Symbols or simple drawings
Keep the symbol system consistent. Make sure the person has had a fair chance to learn what each symbol means. Do not assume a commercially familiar icon is automatically meaningful to every user.
Written words, times, or lists
Some people prefer a written checklist, calendar, phone reminder, or time-based plan. A visual schedule is still visual when it uses text rather than pictures.
Mixed formats
A schedule can combine a time, word, and photo. Use the combination that reduces ambiguity without adding clutter.
How to introduce the schedule
1. Start with a familiar, successful routine
Do not introduce the tool for the first time during the hardest transition of the week. Choose a short routine the person already completes with some support.
2. Make checking the schedule part of the routine
Place it where the transition actually begins. Use one consistent cue such as “check schedule,” point to the first item, and pause. Avoid repeating the whole spoken sequence while expecting the visual to become independent.
3. Make “finished” visible
The person might check a box, move a card, cross out a word, place an object in a finished container, or swipe an item away. A clear finish action shows progress through the sequence.

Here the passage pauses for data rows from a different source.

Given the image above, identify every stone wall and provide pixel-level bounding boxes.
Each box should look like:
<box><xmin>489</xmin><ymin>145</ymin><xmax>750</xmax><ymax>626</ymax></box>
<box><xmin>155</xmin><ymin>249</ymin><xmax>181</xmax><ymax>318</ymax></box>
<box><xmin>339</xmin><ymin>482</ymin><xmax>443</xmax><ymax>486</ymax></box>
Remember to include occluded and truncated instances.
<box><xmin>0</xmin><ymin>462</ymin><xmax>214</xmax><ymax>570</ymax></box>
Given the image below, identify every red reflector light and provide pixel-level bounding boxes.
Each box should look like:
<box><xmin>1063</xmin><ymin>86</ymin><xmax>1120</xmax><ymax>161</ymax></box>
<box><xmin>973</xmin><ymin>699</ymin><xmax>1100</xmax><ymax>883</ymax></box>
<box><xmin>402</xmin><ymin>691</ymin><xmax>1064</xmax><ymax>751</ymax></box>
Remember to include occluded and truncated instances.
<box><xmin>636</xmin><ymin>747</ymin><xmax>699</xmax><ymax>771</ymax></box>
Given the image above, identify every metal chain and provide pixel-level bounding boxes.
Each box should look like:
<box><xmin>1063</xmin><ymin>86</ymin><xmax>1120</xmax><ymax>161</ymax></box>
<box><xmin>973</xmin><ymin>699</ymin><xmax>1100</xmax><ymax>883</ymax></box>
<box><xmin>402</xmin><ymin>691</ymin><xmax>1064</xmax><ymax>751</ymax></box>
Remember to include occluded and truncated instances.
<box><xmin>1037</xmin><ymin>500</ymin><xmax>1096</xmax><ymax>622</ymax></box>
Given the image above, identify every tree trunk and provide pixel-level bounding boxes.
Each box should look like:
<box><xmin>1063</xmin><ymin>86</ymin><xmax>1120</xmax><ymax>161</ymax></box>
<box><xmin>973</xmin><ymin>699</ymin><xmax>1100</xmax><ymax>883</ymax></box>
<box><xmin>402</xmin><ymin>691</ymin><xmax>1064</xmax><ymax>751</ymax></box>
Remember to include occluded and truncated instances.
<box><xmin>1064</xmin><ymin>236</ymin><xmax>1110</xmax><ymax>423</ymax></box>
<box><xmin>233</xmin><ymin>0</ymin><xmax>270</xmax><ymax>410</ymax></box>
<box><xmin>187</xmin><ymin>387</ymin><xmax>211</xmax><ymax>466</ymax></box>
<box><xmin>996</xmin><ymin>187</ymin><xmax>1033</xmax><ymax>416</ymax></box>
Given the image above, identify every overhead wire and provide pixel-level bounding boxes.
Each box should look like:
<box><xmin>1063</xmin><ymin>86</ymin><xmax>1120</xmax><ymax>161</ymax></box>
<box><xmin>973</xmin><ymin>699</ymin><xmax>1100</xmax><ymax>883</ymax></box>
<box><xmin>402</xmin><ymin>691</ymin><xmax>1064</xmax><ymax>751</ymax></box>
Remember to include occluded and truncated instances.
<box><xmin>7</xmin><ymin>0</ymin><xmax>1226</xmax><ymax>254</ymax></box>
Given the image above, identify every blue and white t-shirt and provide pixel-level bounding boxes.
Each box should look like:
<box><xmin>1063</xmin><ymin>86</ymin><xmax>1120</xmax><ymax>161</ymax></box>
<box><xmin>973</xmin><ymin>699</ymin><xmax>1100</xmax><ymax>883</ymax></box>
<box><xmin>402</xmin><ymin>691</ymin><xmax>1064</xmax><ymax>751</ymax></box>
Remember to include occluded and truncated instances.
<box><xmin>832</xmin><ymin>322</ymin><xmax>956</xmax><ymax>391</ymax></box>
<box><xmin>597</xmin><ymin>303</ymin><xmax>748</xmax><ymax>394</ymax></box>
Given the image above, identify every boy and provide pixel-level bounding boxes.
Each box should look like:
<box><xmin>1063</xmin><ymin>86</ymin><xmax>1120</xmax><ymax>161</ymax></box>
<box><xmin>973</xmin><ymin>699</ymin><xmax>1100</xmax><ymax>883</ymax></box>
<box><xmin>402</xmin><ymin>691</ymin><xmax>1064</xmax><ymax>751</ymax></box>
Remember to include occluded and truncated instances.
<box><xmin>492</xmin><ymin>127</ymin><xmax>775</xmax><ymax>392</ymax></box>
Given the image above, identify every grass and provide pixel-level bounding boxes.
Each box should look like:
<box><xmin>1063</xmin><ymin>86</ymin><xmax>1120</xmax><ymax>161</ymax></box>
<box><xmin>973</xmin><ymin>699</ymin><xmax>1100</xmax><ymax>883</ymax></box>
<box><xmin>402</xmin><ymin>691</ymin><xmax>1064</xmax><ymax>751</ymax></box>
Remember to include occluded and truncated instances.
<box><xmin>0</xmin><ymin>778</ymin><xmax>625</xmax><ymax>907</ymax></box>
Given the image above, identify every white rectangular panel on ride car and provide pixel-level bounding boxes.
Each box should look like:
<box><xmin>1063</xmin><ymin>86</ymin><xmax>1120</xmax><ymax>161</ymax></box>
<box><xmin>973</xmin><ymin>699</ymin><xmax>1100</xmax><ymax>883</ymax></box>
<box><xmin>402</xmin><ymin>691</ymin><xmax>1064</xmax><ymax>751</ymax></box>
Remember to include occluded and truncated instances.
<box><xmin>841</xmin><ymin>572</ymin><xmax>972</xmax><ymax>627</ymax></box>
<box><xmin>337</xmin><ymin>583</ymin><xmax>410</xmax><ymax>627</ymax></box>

4. Honor the communication options on the schedule
If the template shows “help,” “break,” or “more time,” respond when those messages are used. Otherwise the tool teaches that only the adult’s instructions matter.
5. Review the natural outcome
The schedule should lead into the next real event: the task ends, the preferred activity begins, the person reaches school, or the uncertainty becomes smaller. Avoid adding a separate reward when the routine already has a meaningful result.
Prevent prompt dependence
Watch who is controlling the sequence. If the person moves only after an adult points, speaks, or touches the schedule, the adult prompt may be doing more work than the visual.
Fade one layer at a time:
- pause before giving the usual reminder;
- move from a spoken direction to a brief “check schedule” cue;
- point from farther away;
- reduce the size or number of cues once the person checks independently; and
- keep the schedule available even when no one is actively prompting it.
The aim is not necessarily to remove the visual. It is to help the person use it with less adult management.
Build flexibility without making the schedule unreliable
A schedule should represent reality. If adults change it casually or ignore it, the person may stop trusting it.
Teach flexibility in small, visible steps:
- mark one low-stakes change in advance;
- show the replacement rather than only crossing out the original plan;
- keep the rest of the sequence stable;
- offer a meaningful choice where possible;
- make help and regulation supports available; and
- return to the expected schedule after the planned variation.
Unexpected changes still happen. The goal is not perfect predictability. It is a reliable way to communicate what is known, what changed, and what support is available.
Signs the schedule needs redesign
Change the tool when:
- the person never looks at or touches it without repeated adult prompts;
- pictures are too abstract or visually busy;
- there are more items than the person can use at once;
- completed activities remain visible in a confusing way;
- the schedule lists demands but no breaks, choices, interests, or communication options;
- adults use it to prevent all refusal rather than to provide information; or
- it is stored somewhere other than where the routine happens.
Reduce information, change the visual form, move the schedule, or return to first-then. A simpler support that gets used is better than a beautiful board that does not answer the person’s question.